6.3. Comparative Analysis Between Quantitative Characterization Model and Existing Models

The experimental data were replaced by the existing strong-pore model, and the parameters in the model were re-calibrated by the regression analysis method. Calibration results are shown in Table 8.

According to

Table 10. Comparison of models for strength-pore structure relationship.

Proposer	Equation After Calibration	R2
Model in this paper	$\left\{\begin{array}{l}\begin{array}{ll}{f}_c=& 34.90+3.7649P_{<20}-0.2843P_{<20}^2-0.6093P_{20-50}-0.1476P_{20-50}^2\\ & +1.2021P_{50-200}-0.0604P_{50-200}^2-0.7048P_{\ge 200}-0.0610P_{\ge 200}^2\end{array}\\ \begin{array}{ll}E=& 19.06+4.5516P_{<20}-0.2866P_{<20}^2-0.4509P_{20-50}-0.1518P_{20-50}^2\\ & +2.2067P_{50-200}-0.0731P_{50-200}^2-0.2036P_{\ge 200}-0.0343P_{\ge 200}^2\end{array}\end{array}\right.$	0.9954 0.9962
Hensselmann	$f_c=63.743-1.452P$	0.6944
Schille	$f_c=118.67-28.08\ln (P)$	0.6872
Ryshkewitch	$f_c=79.233\exp (-0.041P)$	0.6896
Powers	$f_c=378.66P^{-0.8}$	0.6782

, the quantization model of compressive strength and elastic modulus of recycled concrete based on pore grading has higher correlation coefficients than Hensselmann [21], Schille [22], Ryshkewitch [23] and Powers [6]. This was partly due to the fact that the addition of recycled coarse aggregate led to a more complex concrete micro-pore size, which reduced the accuracy of the strength-pore model. Considering the different effects of different pore sizes on the compressive strength and elastic modulus of recycled concrete, the results of compressive strength and elastic modulus of recycled concrete can be predicted more accurately.

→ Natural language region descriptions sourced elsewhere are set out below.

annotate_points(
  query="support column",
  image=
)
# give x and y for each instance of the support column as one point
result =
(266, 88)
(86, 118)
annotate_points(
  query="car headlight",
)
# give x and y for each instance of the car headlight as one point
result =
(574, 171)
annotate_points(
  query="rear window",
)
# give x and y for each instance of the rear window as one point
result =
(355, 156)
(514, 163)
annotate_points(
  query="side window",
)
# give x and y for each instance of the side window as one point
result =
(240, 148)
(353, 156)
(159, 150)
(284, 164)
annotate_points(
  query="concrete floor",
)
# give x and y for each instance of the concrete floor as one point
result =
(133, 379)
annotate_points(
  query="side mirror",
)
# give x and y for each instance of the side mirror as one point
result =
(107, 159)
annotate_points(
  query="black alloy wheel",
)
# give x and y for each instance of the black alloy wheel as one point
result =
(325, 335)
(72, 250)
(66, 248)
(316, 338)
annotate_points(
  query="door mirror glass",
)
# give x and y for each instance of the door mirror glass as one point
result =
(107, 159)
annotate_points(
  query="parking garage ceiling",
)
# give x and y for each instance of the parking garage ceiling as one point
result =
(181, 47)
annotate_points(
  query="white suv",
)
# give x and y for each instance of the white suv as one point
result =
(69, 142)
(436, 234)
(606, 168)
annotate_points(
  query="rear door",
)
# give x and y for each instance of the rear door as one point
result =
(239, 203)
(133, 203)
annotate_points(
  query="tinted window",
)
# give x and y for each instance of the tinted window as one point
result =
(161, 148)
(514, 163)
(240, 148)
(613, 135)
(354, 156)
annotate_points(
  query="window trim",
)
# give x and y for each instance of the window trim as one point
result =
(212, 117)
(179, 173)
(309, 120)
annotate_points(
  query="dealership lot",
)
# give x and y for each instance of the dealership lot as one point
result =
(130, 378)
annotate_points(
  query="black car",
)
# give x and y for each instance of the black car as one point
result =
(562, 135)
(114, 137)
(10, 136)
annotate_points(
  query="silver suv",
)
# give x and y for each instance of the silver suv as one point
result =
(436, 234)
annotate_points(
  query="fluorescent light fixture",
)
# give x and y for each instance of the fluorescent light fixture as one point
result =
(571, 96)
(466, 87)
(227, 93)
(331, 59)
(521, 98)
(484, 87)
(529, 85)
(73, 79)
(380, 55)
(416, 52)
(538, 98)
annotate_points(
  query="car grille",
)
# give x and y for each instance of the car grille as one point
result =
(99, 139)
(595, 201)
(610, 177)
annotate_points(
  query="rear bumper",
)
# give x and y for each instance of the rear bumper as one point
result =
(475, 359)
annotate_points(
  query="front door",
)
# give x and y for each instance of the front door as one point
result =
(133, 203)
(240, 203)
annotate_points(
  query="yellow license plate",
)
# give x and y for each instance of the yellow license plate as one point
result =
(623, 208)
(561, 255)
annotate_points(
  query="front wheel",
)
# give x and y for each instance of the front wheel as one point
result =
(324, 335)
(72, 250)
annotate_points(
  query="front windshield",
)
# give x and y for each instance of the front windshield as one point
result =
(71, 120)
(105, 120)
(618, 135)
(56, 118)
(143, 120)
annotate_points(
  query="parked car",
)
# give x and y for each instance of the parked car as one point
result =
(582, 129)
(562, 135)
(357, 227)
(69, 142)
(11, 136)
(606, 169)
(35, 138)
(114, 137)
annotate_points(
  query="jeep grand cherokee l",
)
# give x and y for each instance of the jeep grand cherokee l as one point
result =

It can be seen from the above analysis that the effect of large pore sizes on the compressive strength and elastic modulus of recycled concrete is more unfavorable, and reducing the proportion of large pore sizes and total porosity of recycled concrete is conducive to improving its compressive strength and elastic modulus. Therefore, measures should be taken to reduce the proportion of large pore size in the production of recycled concrete, such as extending the shaking time and strengthening the treatment of recycled coarse aggregate.

7. Conclusions

From the above experimental research and analysis results of recycled concrete, the following conclusions can be drawn.

(1)

With the increase in the replacement rate of recycled coarse aggregate, the compressive strength and elastic modulus of recycled concrete decreased, and the greater the replacement rate, the more obvious the decrease.

(2)

With the increase in the replacement rate of recycled coarse aggregate, the peak pore size in the pore size distribution curve of recycled concrete increased continuously, and the proportion of pore size above 50~200 nm and 200 nm also increased continuously.

(3)

The pore size below 20 nm and 20~50 nm had a positive correlation with the compressive strength and elastic modulus of recycled concrete, while the pore size above 50~200 nm and 200 nm had a negative correlation with the compressive strength and elastic modulus of recycled concrete. The test results of recycled concrete verify that the quantitative characterization model could better characterize the compressive strength and elastic modulus of recycled concrete.